Maison Mere ©️Jean Luc Beaujault

Nessas peças parece haver a tensão constante de um tempo que deseja escapar à história – o (não) tempo do fim. Afinal, a história ocidental foi e é palco de um constante estado de exceção. Como resistir a esse tempo? Como forjar algo novo? Faz sentido pensar o futuro nos mesmos termos em que era pensado antigamente? Por culpa, pelo reconhecimento tardio de responsabilidade, pela tentativa de forjar um novo tipo de protagonismo ideológico ou mesmo por cansaço, este teatro vindo do outrora chamado Primeiro Mundo parece agora querer incorporar este tipo de questão. O projeto ocidental pondo suas próprias formas de temporalização em xeque.

No entanto, a radicalidade desta empreitada, como provocada no início deste texto, depende de algum modo da disposição da revisão de todo o projeto colonial que encapsula as formas hegemônicas do teatro ocidental. E ainda que ao longo dos últimos anos a Mostra tenha feito um esforço fundamental de investigar as diferentes formas de colonização e sugerir agendas pós ou anticoloniais, não basta ter a sensação de que o Ocidente está “limpando a sujeira” de outrora. Como alertou o líder indígena e escritor Ailton Krenak na mesa Do Tempo, dividida com o filósofo uspiano Paulo Arantes também no Encontro Perspectivas Anticoloniais da MITsp, a colonialidade – e sua temporalidade – é “aqui e agora”. Portanto, limpar a herança colonial não é tão simples, pois ela é constitutiva de nossa forma de ver e reproduzir o mundo.
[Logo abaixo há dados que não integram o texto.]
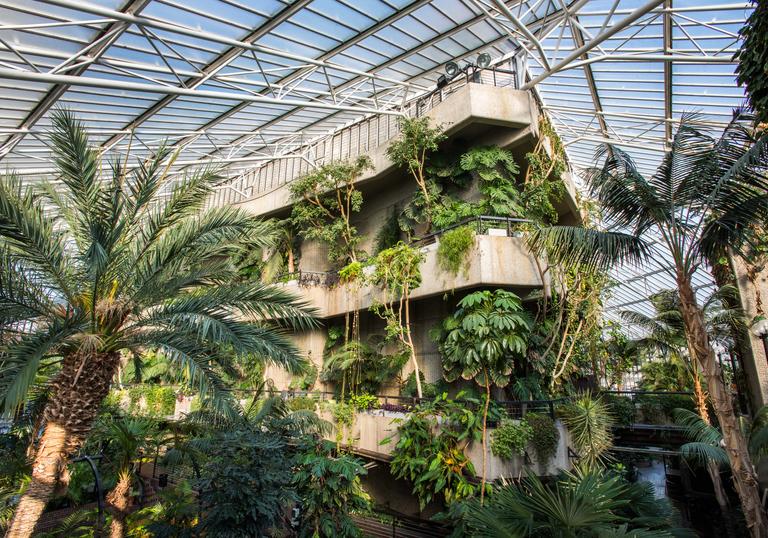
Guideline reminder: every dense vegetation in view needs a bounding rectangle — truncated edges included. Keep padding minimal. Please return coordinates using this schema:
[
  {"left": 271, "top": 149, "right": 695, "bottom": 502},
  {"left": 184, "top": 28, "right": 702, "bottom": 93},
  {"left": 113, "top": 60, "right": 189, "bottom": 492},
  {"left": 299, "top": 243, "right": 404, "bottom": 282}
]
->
[{"left": 0, "top": 94, "right": 768, "bottom": 538}]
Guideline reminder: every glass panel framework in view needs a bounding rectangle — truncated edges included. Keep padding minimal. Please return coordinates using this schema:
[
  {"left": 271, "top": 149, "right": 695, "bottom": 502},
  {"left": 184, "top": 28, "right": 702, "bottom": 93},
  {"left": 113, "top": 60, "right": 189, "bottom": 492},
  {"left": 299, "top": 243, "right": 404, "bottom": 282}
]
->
[{"left": 0, "top": 0, "right": 751, "bottom": 328}]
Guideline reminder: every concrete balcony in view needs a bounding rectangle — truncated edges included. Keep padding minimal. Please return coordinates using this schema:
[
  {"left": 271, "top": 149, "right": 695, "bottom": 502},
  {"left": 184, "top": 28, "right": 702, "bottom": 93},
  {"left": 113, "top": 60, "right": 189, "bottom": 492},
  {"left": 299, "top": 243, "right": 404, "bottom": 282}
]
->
[
  {"left": 239, "top": 84, "right": 538, "bottom": 216},
  {"left": 283, "top": 230, "right": 543, "bottom": 318},
  {"left": 320, "top": 410, "right": 571, "bottom": 480}
]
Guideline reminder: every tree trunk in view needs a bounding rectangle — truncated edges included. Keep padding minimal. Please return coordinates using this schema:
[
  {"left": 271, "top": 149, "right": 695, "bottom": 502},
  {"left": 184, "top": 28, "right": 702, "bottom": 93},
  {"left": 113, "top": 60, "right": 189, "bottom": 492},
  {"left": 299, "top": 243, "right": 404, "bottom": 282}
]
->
[
  {"left": 107, "top": 470, "right": 131, "bottom": 538},
  {"left": 677, "top": 273, "right": 768, "bottom": 538},
  {"left": 691, "top": 368, "right": 728, "bottom": 510},
  {"left": 7, "top": 353, "right": 120, "bottom": 538},
  {"left": 480, "top": 371, "right": 491, "bottom": 504}
]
É contra essa presença (e persistência) da colonialidade que a performance recifense Por Onde Andam os Porcos, dirigida por Kildery Iara, se coloca. O conjunto lida com a temporalidade da superprodução capitalista que se impõe mesmo sobre corpos periféricos. Assimila um tempo de aceleração e o cansaço dele oriundo (não à toa, o grupo parte do livro A Sociedade do Cansaço, de Byung Chul Han como fonte de pesquisa), que se faz sentir pela presença violenta das formas de opressão que insistem em homogeneizar os corpos.
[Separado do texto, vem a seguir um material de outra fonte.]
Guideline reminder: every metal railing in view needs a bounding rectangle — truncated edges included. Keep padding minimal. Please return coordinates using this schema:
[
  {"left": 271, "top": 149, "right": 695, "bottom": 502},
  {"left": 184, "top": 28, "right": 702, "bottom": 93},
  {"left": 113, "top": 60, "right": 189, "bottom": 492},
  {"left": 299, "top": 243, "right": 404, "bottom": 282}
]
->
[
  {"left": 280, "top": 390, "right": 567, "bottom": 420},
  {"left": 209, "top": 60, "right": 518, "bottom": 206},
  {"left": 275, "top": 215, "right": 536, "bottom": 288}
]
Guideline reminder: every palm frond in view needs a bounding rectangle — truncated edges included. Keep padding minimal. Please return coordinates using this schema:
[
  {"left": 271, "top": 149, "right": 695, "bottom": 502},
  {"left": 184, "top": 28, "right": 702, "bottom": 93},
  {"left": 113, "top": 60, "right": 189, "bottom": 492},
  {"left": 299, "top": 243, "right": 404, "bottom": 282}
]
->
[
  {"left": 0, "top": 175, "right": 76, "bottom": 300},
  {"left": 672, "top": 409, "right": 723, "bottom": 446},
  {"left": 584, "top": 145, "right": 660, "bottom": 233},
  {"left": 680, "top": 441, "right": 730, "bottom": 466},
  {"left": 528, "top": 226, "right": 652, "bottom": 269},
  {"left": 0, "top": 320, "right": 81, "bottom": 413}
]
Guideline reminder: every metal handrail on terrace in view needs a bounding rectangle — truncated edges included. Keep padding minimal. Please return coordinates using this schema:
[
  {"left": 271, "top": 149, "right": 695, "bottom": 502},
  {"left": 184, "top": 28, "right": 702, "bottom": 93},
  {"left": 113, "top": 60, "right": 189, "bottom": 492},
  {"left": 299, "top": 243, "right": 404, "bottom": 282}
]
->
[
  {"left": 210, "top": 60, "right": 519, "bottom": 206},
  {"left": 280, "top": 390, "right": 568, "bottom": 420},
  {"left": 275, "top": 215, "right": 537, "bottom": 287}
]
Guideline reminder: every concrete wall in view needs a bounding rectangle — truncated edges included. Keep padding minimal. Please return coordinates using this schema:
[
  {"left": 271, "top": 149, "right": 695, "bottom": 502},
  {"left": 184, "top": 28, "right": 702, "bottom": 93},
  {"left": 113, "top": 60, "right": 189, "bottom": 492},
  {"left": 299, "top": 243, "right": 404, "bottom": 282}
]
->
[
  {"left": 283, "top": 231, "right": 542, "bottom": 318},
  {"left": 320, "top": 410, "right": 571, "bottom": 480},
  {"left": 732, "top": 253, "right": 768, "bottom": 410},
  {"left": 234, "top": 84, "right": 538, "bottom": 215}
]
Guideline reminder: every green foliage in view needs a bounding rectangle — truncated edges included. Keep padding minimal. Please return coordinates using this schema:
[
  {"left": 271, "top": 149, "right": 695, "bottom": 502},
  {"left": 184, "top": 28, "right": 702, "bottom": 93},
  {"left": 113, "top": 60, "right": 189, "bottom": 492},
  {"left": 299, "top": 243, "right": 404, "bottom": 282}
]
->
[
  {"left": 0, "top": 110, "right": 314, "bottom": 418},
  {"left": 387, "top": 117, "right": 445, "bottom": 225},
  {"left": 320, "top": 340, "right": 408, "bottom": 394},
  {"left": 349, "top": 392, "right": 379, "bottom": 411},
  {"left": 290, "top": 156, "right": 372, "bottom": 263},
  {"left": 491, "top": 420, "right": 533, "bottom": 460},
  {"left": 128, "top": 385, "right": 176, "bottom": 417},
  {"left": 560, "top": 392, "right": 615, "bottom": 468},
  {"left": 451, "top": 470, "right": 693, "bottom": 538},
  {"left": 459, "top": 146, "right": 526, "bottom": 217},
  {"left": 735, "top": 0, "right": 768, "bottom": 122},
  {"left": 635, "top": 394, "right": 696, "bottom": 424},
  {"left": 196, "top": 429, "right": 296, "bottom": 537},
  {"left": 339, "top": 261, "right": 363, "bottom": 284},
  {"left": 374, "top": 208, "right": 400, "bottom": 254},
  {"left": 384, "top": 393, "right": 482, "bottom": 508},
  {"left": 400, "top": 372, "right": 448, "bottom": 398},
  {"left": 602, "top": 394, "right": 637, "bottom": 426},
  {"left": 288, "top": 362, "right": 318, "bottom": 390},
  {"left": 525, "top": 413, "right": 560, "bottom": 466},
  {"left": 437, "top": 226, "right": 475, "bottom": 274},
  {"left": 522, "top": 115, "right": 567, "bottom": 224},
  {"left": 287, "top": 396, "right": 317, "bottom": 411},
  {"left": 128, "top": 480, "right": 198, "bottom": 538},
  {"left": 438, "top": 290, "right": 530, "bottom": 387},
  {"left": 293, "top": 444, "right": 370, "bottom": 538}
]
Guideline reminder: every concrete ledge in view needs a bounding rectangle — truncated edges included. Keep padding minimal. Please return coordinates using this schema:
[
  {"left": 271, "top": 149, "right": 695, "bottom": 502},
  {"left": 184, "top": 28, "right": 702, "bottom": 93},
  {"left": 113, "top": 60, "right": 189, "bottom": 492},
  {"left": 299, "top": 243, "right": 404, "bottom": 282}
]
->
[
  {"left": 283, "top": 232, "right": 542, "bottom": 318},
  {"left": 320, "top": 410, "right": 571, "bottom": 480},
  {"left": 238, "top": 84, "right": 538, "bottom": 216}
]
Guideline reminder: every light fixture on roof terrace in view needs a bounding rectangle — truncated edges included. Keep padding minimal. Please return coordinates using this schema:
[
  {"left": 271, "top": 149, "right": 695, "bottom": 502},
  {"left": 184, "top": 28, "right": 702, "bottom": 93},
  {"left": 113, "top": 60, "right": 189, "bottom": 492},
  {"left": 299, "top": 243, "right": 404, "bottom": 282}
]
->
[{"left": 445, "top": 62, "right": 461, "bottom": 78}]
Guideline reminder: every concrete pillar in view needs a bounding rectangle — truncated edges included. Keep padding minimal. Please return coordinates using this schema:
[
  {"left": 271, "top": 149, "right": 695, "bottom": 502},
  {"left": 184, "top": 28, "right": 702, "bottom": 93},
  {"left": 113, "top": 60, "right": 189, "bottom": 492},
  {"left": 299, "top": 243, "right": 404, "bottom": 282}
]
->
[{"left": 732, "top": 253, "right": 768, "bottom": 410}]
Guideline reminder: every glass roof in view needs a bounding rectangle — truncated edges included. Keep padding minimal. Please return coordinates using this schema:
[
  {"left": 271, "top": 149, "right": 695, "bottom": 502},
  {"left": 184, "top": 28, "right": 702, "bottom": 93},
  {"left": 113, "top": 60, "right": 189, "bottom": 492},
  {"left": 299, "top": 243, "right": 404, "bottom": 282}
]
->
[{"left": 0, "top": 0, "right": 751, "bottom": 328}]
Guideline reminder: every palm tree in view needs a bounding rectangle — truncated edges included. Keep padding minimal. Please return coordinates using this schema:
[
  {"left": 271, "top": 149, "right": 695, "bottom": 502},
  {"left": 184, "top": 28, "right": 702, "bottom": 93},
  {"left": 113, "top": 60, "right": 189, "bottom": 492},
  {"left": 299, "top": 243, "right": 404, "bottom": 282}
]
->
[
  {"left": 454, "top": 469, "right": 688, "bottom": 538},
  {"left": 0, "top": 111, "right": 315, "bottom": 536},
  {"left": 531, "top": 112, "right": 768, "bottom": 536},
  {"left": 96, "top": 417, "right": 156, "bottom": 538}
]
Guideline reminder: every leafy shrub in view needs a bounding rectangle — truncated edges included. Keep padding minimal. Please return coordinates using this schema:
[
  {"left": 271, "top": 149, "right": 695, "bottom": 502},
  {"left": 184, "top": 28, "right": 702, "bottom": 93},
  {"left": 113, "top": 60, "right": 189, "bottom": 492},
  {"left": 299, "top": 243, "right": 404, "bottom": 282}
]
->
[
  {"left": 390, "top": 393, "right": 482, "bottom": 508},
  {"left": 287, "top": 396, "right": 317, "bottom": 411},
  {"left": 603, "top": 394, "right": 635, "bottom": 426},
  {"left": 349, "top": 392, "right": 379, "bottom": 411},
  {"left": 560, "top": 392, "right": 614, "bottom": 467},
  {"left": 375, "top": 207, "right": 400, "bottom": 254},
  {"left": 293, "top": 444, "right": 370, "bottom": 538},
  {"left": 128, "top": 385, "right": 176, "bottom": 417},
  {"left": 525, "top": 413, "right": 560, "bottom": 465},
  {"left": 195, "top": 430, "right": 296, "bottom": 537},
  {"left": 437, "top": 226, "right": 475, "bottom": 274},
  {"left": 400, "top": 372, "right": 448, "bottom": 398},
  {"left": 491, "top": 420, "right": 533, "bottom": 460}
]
Do mesmo modo, na performance ZOO, do grupo paulista Macaquinhos, (que já tem trajetória longeva na cena nacional e internacional e que, infelizmente, devido à pandemia, teve sua apresentação na Mostra cancelada), os corpos não mais têm a vitalidade de um presente cheio de possibilidades. Todos parecem tomados por uma espécie de cansaço. O grupo envolve o público em uma teia de cheiros e sons para criar um ambiente sensorial no qual os performers, mais do que apresentadores, são cansaço a ser sentido. A despeito do funk tocado incessantemente, todos parecem tomados pela ressaca de uma longa festa: a festa colonialista, com seu banquete de horrores. O gesto efêmero de “estar presente” (quase não há movimentos, e quando ele surge, parece logo evanescer) sugere uma problematização daquelas formas de relação com o Outro que, nos zoológicos humanos produzidos pelas potências imperialistas ao longo dos séculos XIX e XX, transformaram os povos das nações ocupadas em figuras exóticas, postas ali para contemplação e diversão. Aqui, a contemplação resulta em nada, como se a presença dos corpos fosse não só espelho distorcido, mas também resistência e resposta pela inação.

Zoo ©Francois Pisapia

A esta altura, já é possível perceber que atualidade e novidade já não se podem definir com marcadores que só fizeram e fazem reproduzir relações de colonialidade. A modernidade de nossa cena parece depender menos de acompanhar o compasso europeu e mais de se debruçar sobre a revisitação de uma urgência que não foi inventada agora, mas que sempre esteve no constante estado de exceção em que foi forjada a sociedade brasileira. Reinventar a ordem do tempo para descolonizar.